Armenian Prime Minister Nikol Pashinian and Azerbaijani President Ilham Aliyev held “significant” EU-mediated talks in Brussels, European Council President Charles Michel said.
The trilateral meeting lasted more than four hours, stretching into the early morning of December 15 as the neighbors discussed ways to overcome tensions and advance diplomacy following last year’s war, Michel said following the talks.
In autumn 2020, Armenia and Azerbaijan fought a six-week war over the disputed Nagorno-Karabakh region. The conflict claimed more than 6,500 lives and ended with a Russian-brokered cease-fire under which Armenian forces ceded territories they had controlled for decades to Azerbaijan.
Since then, there have been repeated deadly border skirmishes.
The flare-ups in violence have renewed international calls for the two neighbors to engage in a process of delimitating and demarcating their Soviet-era border, as well as reaching a broader agreement to bring stability to the South Caucasus region.
Aliyev and Pashinian agreed that “further tangible steps” need to be taken to reduce tensions and create a conducive atmosphere ahead of planned delimitation and demarcation talks, the European Council said in a statement.
Michel reassured both leaders of the EU’s commitment to work closely with Armenia and Azerbaijan “in overcoming conflict, creating cooperation and an atmosphere of trust, with a view to sustainable peace in the region ultimately underpinned by a comprehensive peace agreement,” the statement added.
In a possible breakthrough, Michel said Armenia and Azerbaijan had also agreed to begin a process to potentially restore communications infrastructure between the two countries, including a rail link with border and customs controls.

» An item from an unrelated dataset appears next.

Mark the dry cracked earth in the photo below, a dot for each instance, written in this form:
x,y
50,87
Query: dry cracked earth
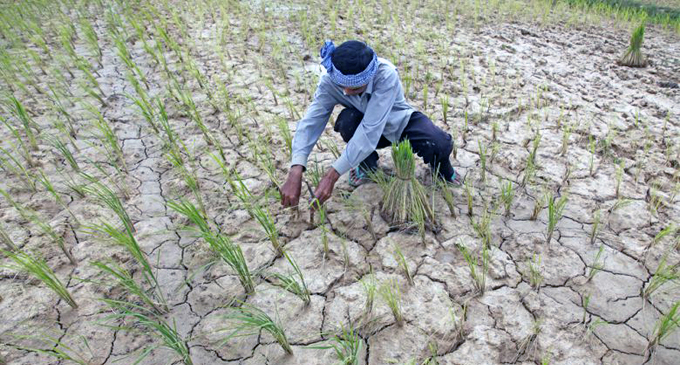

The meeting was the fifth face-to-face talks between the leaders of Armenia and Azerbaijan since last year’s war. The last direct talks were mediated by Russian President Vladimir Putin in Sochi on November 26.
Michel has been leading the EU’s diplomacy in the South Caucasus.
After phone calls with Michel last month, the Armenian and Azerbaijani leaders agreed to establish a direct communication line, at the level of their respective ministers of defense, to serve as an incident-prevention mechanism.
In last year's war, Baku gained control of parts of Nagorno-Karabakh as well as adjacent territories that had been under the control of ethnic Armenian forces since the end of a separatist war in 1994. Some 2,000 Russian troops were deployed to monitor the cease-fire.
Nagorno-Karabakh is internationally recognized as part of Azerbaijan.